Thomas schilderte die Situation so:
„Sie kam dann auf die Idee die Wache (Pforte) anzurufen und dort zu sagen, dass ich nicht wünschen würde, dass Prof. V. zu mir durchgelassen wird. Diesen Vorschlag von ihr empfand ich als gut und richtig. Fr. B. versicherte mir um ca. 8:00 Uhr, dass sie dies auch durchgeführt hat. Als ich dann ab ca. 8:10 Uhr im Gruppenraum mit meinem BV Hr. L. telefoniert habe, um ihm dies zu schildern, klopfte es nach wenigen Minuten 1x kurz und die Tür wurde direkt geöffnet. Ich drehte mich etwas erschrocken um und Prof. V. stand in der Tür, stellte sich vor und sagte, er müsse kurz mit mir reden – „nur ein paar Minuten!“
Ich sagte trotz der Überraschung ruhig und völlig emotionslos „entschuldigen Sie bitte, aber ich telefoniere hier – verlassen Sie bitte …“„… den Raum.“ Prof. V. blieb starr und provokativ mitten im Türrahmen stehen und hielt sogar mit seiner rechten Hand den Türgriff fest. Als ich dies registrierte und er mich die Tür nicht von innen zumachen ließ, sah ich meine einzige Chance „diese Situation“ verlassen zu können darin, dass ich ihm das Telefon hingehalten habe mit den Worten „dann reden Sie mit meinem Bevollmächtigten!“
Da er mit der linken Hand einen großen Koffer/Aktentasche hielt, griff er mit seiner rechten Hand zum Telefon und ließ den Türgriff los. Dies nutze ich sofort aus, um mich ohne
Einsatz meines Körpers an ihm vorbei zu mogeln.Ich ging dann einige Meter weg (in die Küche) und wartete. Nach ca. 3–4 Minuten rief er laut meinen Namen, um mir das Telefon zurückzugeben. Ich ging wortlos an ihm vorbei, nahm das Telefon an mich und begab ich wieder in den Gruppenraum.

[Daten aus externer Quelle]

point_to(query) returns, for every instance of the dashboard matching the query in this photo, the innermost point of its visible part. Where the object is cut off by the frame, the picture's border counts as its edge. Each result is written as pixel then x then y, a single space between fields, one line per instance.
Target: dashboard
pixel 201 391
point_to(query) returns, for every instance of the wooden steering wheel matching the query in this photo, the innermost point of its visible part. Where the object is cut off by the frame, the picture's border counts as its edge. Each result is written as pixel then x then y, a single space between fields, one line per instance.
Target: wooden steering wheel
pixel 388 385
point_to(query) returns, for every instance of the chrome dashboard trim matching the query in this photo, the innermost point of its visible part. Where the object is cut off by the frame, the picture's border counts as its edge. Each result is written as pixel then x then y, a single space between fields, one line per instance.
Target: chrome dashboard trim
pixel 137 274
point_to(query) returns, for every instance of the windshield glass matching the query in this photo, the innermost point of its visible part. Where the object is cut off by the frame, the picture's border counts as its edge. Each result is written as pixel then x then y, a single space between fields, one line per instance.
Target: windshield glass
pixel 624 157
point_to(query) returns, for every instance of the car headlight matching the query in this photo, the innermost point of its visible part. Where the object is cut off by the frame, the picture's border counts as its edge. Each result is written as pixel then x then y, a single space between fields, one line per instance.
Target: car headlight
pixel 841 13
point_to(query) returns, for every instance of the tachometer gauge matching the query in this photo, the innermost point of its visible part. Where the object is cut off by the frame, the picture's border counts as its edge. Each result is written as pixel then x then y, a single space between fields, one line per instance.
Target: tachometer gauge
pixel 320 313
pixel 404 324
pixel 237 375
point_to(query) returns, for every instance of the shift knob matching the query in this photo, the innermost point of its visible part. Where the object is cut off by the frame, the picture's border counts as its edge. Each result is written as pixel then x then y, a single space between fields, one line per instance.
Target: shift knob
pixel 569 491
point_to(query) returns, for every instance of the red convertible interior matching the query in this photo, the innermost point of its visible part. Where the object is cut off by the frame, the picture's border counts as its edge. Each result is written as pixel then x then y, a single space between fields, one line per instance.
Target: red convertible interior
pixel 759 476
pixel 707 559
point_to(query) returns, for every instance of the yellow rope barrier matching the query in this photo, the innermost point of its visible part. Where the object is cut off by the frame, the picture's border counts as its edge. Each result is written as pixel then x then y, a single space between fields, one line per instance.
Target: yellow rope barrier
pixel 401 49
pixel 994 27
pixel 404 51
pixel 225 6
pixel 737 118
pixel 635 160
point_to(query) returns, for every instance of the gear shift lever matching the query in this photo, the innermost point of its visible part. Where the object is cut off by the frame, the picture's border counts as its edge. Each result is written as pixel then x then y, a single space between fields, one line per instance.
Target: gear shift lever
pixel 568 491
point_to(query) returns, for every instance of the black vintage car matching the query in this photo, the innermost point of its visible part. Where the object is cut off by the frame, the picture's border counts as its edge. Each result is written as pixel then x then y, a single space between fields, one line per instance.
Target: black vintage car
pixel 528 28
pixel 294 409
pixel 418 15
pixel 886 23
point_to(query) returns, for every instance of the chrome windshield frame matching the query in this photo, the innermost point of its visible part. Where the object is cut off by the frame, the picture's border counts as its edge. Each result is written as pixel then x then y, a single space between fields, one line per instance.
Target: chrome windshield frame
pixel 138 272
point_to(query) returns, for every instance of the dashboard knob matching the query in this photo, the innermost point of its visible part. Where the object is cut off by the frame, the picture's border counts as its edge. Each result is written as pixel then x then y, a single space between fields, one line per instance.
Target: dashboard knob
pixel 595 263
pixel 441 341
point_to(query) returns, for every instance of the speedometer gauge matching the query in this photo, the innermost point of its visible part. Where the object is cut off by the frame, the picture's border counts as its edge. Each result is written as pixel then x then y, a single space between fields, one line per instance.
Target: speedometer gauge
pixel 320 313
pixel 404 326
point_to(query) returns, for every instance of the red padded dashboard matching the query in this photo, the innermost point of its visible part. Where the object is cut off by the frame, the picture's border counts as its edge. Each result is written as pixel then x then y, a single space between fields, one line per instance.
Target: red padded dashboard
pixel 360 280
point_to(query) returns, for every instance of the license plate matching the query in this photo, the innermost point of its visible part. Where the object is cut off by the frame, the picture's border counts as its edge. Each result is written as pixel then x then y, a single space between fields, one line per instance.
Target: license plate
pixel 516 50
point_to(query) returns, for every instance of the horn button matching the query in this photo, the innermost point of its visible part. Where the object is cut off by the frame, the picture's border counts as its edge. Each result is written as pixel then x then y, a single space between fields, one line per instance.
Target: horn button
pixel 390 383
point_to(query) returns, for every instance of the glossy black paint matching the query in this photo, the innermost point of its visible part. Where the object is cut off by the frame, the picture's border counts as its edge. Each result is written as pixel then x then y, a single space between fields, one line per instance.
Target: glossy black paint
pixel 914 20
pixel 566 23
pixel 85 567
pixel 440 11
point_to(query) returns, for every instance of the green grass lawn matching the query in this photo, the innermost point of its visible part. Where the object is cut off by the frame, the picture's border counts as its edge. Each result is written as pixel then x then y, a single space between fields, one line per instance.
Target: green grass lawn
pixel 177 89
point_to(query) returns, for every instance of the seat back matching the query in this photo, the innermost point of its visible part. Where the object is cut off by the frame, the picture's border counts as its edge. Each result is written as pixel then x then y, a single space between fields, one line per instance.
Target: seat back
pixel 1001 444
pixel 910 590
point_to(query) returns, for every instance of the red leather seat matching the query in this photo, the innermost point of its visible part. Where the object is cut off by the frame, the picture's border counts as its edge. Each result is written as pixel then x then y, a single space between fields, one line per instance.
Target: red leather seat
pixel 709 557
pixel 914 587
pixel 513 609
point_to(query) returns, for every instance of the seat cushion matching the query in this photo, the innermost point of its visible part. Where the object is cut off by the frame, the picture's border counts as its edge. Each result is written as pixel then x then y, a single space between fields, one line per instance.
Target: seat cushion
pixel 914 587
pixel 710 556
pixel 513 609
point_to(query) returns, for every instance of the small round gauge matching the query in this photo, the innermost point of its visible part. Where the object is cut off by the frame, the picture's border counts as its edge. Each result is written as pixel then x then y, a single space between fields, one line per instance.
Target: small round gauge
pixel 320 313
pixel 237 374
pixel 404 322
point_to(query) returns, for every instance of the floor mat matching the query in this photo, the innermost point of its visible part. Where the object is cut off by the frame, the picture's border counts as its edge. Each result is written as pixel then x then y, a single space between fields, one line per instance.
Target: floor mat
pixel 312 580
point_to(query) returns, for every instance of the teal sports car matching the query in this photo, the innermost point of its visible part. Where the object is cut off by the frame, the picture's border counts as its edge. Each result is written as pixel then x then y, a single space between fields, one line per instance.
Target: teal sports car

Ich war völlig emotionslos während der ganzen Sache, aber innerlich durch die Art und Weise stark angespannt. Fr. B. versicherte mir, dass sie Prof. V. davon abhalten wollte den Gruppenraum gleich zu Anfang überhaupt zu betreten. Sie wies ihn darauf hin, dass ich gerade telefonieren würde.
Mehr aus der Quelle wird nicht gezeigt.